We implement an algorithm which is a scaled-down version of the ad-hoc algorithm used by Singhal et al. in [20]. As described in [23], this algorithm was one of the best performing ad-hoc algorithms at TREC-7. Here are the steps implemented in our algorithm.
Since web collections do have a reasonable number of duplicate documents, to do the query expansion well for the web collections, we have observed that we need to eliminate duplicate documents from the top ten documents used for query expansion. To do this, we retrieve top 100 documents in the first pass, and starting from rank 2 we test if a retrieved document is a duplicate of a previously ranked document. If it is, we remove it from the list. We do this until we get ten distinct documents. Two documents are considered duplicates of each other if they share more than 70% of their vocabulary. We have found this to be a reasonable heuristic for web pages.
To test that our implementation of this TREC ad-hoc algorithm is not broken and is indeed state-of-the-art, we run our system on two recent TREC ad-hoc tasks and compare its precision to the best performing systems at TREC. Since most web queries are short, we want to evaluate the system performance for short queries, and only use the 2-3 words title portion of the TREC queries. Our objective in this study is to do a precision oriented evaluation, we only compare systems based the precision in top ranks. We compare the precision of our system at rank 10 and at rank 20 to corresponding values for the five best performing systems at TREC using title-only queries (these values are available from the detailed results presented in the TREC proceedings, see Appendix A in [21] and [22]). The results are shown in Tables 2 and 3.

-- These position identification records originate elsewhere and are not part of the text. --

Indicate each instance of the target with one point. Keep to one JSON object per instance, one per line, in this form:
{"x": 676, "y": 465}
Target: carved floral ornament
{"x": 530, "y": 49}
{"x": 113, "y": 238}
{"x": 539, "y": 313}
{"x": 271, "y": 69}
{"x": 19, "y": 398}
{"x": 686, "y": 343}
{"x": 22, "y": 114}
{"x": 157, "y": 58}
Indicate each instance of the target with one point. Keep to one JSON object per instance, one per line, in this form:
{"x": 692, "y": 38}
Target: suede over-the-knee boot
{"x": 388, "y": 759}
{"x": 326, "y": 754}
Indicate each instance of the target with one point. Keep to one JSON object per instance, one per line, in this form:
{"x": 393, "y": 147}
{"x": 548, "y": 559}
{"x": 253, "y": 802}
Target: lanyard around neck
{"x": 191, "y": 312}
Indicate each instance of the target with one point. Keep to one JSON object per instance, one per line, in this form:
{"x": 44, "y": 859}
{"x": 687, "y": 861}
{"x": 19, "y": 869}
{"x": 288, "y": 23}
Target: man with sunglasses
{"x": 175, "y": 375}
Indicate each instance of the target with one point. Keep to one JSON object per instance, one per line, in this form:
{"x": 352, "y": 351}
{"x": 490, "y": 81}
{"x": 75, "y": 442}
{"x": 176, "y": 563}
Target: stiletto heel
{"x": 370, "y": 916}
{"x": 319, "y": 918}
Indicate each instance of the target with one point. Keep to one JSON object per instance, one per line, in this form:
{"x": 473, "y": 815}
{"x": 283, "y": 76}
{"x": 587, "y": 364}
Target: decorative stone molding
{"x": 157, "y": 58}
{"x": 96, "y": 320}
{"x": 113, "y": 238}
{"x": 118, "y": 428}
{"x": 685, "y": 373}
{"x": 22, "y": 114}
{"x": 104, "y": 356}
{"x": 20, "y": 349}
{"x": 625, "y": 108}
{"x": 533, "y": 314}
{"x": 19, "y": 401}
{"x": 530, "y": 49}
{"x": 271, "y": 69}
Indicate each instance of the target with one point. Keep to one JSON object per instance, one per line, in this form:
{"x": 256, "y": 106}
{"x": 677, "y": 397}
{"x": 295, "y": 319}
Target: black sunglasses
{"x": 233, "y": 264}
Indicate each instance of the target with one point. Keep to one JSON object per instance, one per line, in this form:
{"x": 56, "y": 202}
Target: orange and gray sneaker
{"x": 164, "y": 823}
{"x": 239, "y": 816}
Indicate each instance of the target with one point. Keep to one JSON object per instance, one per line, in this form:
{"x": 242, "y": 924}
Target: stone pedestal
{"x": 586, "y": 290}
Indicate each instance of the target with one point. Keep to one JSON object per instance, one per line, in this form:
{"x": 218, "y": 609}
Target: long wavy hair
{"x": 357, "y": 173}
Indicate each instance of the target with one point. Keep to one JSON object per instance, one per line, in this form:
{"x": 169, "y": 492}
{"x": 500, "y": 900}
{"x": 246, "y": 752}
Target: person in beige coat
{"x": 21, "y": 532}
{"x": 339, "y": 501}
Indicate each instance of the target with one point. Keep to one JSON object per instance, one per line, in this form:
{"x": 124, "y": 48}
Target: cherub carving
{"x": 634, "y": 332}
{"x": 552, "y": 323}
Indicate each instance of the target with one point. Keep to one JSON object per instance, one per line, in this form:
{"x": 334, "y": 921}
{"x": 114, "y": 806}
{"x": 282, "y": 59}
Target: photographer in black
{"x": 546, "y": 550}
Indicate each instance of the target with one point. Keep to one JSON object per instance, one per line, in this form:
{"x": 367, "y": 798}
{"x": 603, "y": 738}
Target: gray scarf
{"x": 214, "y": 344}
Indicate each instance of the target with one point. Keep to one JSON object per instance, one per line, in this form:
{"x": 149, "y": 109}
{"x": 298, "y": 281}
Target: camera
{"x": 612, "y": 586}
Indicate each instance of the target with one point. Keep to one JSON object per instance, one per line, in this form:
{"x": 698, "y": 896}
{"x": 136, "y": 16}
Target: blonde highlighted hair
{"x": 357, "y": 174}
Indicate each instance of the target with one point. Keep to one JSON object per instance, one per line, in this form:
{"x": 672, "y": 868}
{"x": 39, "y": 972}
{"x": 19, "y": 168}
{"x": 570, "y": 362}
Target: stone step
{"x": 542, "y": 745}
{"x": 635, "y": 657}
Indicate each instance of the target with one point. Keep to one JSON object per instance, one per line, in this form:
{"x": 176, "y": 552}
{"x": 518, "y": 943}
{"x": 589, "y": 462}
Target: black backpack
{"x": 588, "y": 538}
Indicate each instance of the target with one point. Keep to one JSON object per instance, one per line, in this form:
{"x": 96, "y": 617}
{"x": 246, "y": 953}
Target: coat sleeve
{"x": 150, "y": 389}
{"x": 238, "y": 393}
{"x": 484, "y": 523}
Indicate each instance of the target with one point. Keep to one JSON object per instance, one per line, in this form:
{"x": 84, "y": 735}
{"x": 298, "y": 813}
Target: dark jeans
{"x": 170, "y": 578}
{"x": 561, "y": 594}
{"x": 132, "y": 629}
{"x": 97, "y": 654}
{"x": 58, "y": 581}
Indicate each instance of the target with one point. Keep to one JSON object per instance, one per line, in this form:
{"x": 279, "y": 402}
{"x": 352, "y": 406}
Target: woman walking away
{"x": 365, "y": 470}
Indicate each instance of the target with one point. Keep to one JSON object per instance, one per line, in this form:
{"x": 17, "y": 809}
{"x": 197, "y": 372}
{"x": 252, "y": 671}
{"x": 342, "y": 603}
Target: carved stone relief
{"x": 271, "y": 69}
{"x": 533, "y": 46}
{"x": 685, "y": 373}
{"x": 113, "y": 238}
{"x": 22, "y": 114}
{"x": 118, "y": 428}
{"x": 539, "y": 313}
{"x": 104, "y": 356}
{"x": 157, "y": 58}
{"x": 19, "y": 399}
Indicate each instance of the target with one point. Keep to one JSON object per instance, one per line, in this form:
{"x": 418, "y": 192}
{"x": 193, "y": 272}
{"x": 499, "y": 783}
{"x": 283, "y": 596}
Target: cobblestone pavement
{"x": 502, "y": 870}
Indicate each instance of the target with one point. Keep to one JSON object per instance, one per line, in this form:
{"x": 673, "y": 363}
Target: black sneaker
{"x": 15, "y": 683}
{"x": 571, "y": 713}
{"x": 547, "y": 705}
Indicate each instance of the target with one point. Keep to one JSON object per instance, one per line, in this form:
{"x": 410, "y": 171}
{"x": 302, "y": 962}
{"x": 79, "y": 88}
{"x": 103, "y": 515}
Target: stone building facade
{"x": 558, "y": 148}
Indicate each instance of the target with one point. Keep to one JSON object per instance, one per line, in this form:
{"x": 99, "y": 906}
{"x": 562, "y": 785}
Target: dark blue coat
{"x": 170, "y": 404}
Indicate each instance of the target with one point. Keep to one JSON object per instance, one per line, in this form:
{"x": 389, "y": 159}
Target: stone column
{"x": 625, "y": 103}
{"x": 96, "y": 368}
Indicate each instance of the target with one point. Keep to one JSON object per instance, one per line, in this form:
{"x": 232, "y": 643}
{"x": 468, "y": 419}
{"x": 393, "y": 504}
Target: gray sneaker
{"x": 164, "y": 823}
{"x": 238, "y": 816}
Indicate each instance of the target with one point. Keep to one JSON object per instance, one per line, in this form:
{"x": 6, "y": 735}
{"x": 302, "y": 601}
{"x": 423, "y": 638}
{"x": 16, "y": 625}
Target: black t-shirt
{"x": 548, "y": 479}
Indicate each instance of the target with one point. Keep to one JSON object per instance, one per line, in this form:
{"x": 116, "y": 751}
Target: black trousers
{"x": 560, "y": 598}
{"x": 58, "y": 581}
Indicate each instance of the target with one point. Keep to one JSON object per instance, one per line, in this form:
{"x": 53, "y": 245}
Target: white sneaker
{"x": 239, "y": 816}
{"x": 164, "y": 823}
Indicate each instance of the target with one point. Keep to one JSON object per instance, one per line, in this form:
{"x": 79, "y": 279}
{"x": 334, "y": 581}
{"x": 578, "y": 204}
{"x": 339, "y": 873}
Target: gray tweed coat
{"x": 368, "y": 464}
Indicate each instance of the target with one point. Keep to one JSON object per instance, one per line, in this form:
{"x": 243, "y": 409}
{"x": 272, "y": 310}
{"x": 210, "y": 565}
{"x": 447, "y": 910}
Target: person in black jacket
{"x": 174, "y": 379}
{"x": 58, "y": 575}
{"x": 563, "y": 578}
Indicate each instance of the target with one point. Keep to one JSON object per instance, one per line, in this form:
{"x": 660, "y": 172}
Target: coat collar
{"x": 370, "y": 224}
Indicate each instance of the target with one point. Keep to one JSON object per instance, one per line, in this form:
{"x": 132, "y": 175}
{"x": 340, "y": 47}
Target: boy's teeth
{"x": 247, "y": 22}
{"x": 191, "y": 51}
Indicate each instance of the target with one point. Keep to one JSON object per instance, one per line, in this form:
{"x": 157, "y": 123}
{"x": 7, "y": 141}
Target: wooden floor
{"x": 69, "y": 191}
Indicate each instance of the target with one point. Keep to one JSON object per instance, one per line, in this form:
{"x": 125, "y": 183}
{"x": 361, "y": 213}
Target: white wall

Tables 2 and 3 show the precision value for the best TREC systems ordered by decreasing performance. Inserted in that order, is the corresponding precision value for our system. These results show that our system, motivated by a state-of-the-art TREC ad-hoc algorithm is quite competitive with the top performing TREC systems. This is especially true considering the performance gap between the best and the fifth-best system is not very significant. For example, Table 2 indicates that for the TREC-7 ad-hoc task, the best performing system ok7as retrieves on an average 4.86 relevant documents in top 10 for a query, whereas the fifth-best performing system retrieves 4.28. That difference is not very large from a user's perspective.
In summary, these results verify that our implementation of a modern TREC ad-hoc algorithm is not broken and is indeed state-of-the-art. It will be reasonable to say that this system, when run over our fresh web collection, would produce results that will be quite comparable to the results produced by any other top TREC ad-hoc system.